Et cet acte de Dieu, se restreignant par amour, aujourd’hui, dans le Verbe fait chair en Jésus, à Bethléem de Judée, il nous est manifesté comme définitif, sans repentance possible pourrait-on dire : plus jamais, Dieu ne pourra quitter cette Tente qui est au milieu de nous, plus jamais Dieu ne pourra s’éloigner de nous, remonter au ciel, comme il le fit après le péché d’Adam...

Avec Jésus, Verbe fait chair, Dieu implanté en notre terre, nous est donnée la certitude absolue que l’amour de Dieu est bien celui que tous les Prophètes avaient entrevus et espérés, celui dont tout homme rêve un jour, un amour qui n’est que gratuité, un amour qui n’est qu’amour et qui ne peut se décourager devant aucune de nos impasses, devant aucune de nos infidélités, devant aucune des folies ou des violences des hommes.

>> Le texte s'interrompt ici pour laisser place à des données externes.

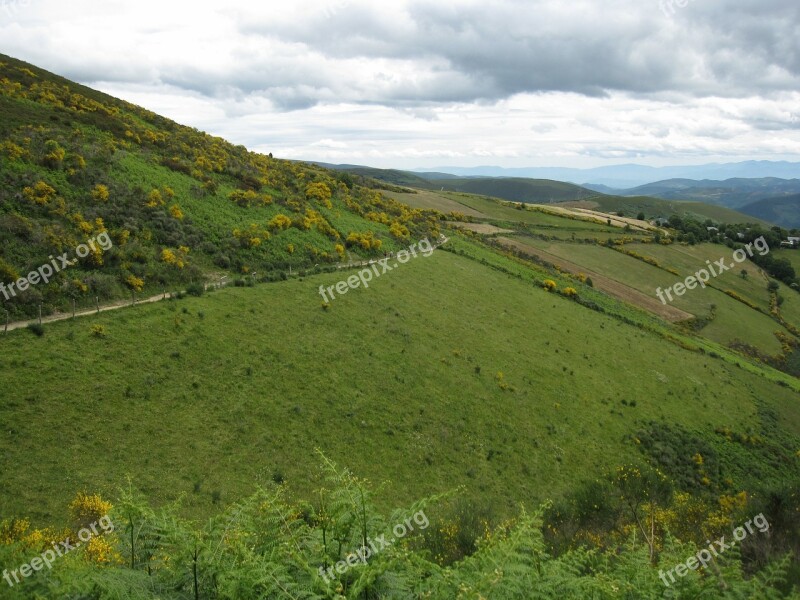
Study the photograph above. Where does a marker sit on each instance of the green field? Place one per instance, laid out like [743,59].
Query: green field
[734,321]
[386,381]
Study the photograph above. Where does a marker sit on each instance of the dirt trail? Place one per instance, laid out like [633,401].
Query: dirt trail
[123,303]
[606,284]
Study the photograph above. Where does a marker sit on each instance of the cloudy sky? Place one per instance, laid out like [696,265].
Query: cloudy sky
[408,83]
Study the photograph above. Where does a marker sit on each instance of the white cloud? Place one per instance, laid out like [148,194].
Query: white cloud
[413,83]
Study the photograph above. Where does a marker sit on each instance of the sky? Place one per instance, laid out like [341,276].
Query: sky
[412,84]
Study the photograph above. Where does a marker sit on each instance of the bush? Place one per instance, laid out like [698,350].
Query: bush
[195,289]
[36,329]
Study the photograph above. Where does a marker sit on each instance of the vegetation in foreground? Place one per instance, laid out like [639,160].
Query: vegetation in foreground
[270,547]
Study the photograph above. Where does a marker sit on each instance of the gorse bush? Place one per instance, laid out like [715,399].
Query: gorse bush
[269,547]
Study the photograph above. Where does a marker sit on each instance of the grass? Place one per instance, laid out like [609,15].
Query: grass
[734,320]
[385,381]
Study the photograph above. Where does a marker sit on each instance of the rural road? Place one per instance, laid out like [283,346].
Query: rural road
[123,303]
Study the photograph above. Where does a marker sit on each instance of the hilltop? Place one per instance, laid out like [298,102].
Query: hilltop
[525,362]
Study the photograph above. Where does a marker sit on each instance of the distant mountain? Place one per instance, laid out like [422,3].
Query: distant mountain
[733,193]
[784,211]
[516,189]
[632,175]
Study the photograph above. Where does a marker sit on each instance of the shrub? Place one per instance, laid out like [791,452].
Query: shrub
[195,289]
[36,329]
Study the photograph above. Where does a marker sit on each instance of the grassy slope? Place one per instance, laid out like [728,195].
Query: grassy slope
[384,382]
[654,207]
[734,320]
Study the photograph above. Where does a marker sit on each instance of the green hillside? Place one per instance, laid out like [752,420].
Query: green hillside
[784,211]
[654,207]
[177,205]
[520,384]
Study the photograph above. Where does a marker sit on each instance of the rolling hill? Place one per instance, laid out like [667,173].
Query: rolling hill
[731,193]
[784,210]
[492,384]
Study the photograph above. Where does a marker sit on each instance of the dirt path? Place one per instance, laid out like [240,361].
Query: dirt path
[123,303]
[84,313]
[612,287]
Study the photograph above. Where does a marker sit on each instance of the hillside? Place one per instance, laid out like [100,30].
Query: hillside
[176,205]
[520,385]
[784,210]
[733,193]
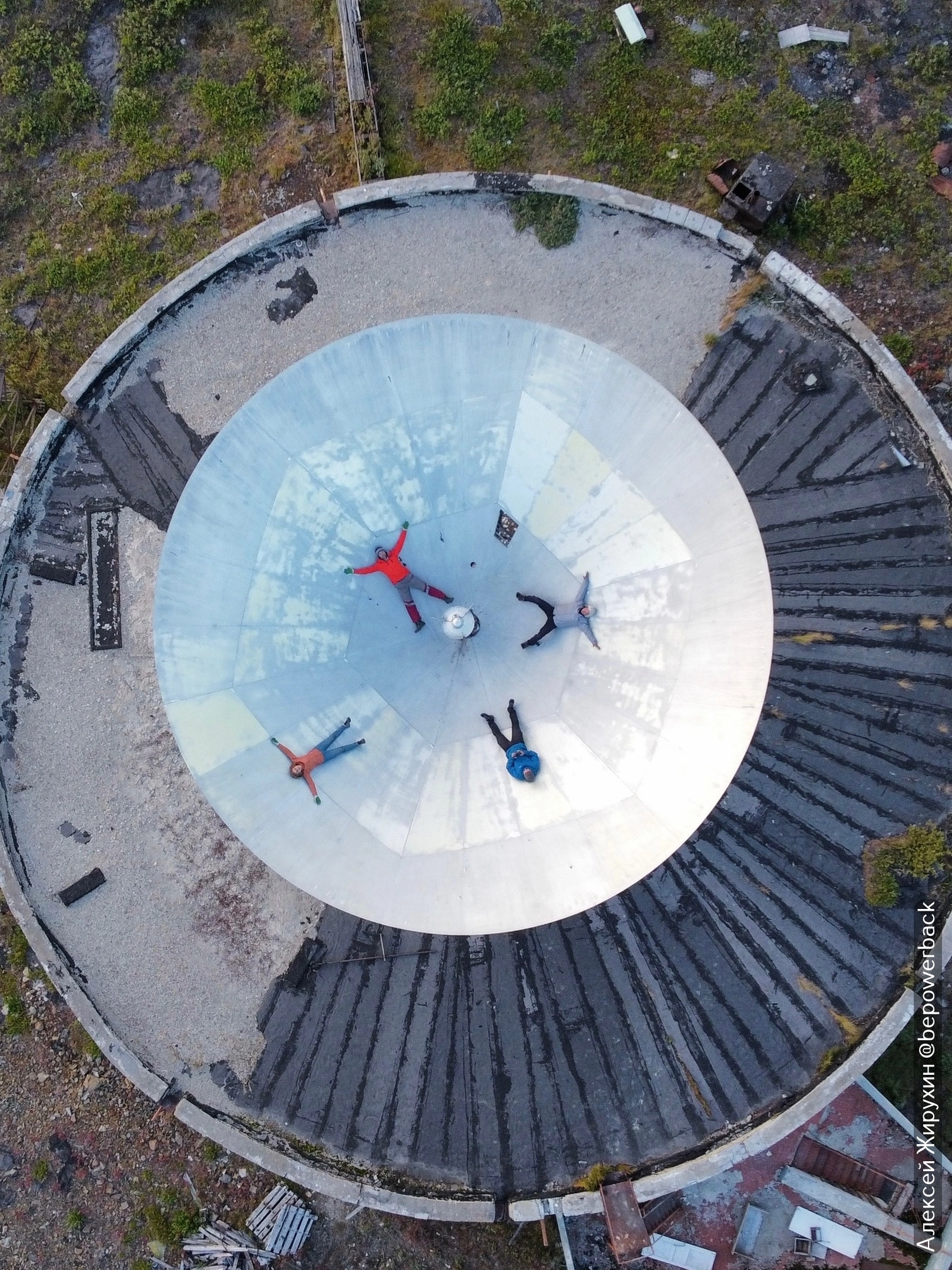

Oui, aujourd’hui, Dieu a fait définitivement alliance avec nous, Il marche avec nous sur nos chemins, Il a pris parti pour nous par delà toutes nos dérives et toutes nos lâchetés. C’est ce Dieu-là que nous contemplons dans l’Enfant de la crêche, Dieu restreint par amour...

Et si nous étions un peu sages, un peu réveillés de nos égarement, au lieu de l’obliger à nous suivre dans toutes nos errances - et, par amour, il a décidé de ne nous abandonner nulle part, fut-ce au fond de la mort -, au lieu de l’obliger à nous suivre, nous essayerions de nous mettre à sa suite sur ce chemin de Vie qu’il nous propose à nouveau en ce matin de Noël. Amen.